Ihre Mutter wollte sie mit 13 verheiraten – Meghla erzählt ihre Geschichte

Sie kämpft in Bangladesch gegen Kinderehen, auch wegen ihrer Familie: "Meine Cousine ist inzwischen Großmutter – mit 28."
Meghla, kurz nachdem sie vor EU-Parlamentariern und Entwicklungshilfe-Experten von ihren Erfahrungen mit Kinderehen berichtet hat | Foto: EDD Brussels

Ohne Ausweis, Pass und Geburtsurkunde hast du ein Problem: Du bist niemand. Meghla aus Bangladesch hat sogar zwei Geburtsurkunden. Doch das hätte fast ihr Leben zerstört. Nach ihrer richtigen Geburtsurkunde ist sie heute 18. Laut der zweiten, einer Fälschung, wäre sie 22. Ein korrupter Beamter hatte sie Meghlas Familie ausgestellt, damit diese sie verheiraten konnte, obwohl sie damals erst 13 war.

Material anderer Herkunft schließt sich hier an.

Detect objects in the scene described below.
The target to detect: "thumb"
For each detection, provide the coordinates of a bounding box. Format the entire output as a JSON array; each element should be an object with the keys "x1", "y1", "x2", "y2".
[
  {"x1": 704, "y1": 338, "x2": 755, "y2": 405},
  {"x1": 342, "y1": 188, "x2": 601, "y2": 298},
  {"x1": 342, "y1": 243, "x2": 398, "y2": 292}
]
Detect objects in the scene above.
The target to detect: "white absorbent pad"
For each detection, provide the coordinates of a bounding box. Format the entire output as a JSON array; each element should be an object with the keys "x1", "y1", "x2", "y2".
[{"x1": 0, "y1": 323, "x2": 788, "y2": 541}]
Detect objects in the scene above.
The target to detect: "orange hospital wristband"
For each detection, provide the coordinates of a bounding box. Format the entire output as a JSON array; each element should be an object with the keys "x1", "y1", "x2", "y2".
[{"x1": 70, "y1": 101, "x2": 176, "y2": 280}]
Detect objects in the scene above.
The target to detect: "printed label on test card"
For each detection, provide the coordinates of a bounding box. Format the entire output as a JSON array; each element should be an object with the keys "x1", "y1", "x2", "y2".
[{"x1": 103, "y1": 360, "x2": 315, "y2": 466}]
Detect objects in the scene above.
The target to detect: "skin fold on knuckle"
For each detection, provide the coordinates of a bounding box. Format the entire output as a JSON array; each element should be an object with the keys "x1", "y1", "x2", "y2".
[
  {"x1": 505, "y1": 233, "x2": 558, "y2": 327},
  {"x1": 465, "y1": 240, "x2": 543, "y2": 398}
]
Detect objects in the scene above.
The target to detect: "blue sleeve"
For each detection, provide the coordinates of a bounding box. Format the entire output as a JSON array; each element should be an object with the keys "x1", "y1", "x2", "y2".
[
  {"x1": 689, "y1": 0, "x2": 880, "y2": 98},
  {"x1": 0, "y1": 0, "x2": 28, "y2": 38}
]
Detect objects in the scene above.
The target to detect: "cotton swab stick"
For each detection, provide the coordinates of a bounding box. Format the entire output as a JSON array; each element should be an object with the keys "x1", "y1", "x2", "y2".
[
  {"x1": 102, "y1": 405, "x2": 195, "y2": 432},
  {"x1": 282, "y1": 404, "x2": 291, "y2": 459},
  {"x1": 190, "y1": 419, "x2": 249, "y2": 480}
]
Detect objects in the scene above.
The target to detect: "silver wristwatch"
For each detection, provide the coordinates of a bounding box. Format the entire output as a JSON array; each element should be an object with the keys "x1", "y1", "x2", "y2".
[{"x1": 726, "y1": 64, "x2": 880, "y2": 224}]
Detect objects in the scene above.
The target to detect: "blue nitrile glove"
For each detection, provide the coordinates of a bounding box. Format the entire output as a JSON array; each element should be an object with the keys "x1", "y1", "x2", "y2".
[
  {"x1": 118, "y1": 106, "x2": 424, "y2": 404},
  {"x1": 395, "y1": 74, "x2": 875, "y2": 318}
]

In Bangladesh wird laut UNICEF jedes fünfte Mädchen verheiratet, bevor es 15 Jahre alt ist. Auf dem Land heiraten sogar 71 Prozent aller Mädchen vor ihrem 18. Lebensjahr. Das ist eigentlich verboten, nach einer Gesetzesänderung 2017 unter "besonderen Umständen" jedoch wieder erlaubt. Weltweit leben über 650 Millionen Frauen, die als Minderjährige heiraten mussten und so ihrer Kindheit, Zukunft und jeder Chance auf Bildung beraubt wurden. Obwohl sie selbst noch im Wachstum sind, müssen sie den oft mehr als doppelt so alten Männern Kinder gebären. Die Folgen sind oft schwere psychische und körperliche Schäden, wie lebenslange Inkontinenz.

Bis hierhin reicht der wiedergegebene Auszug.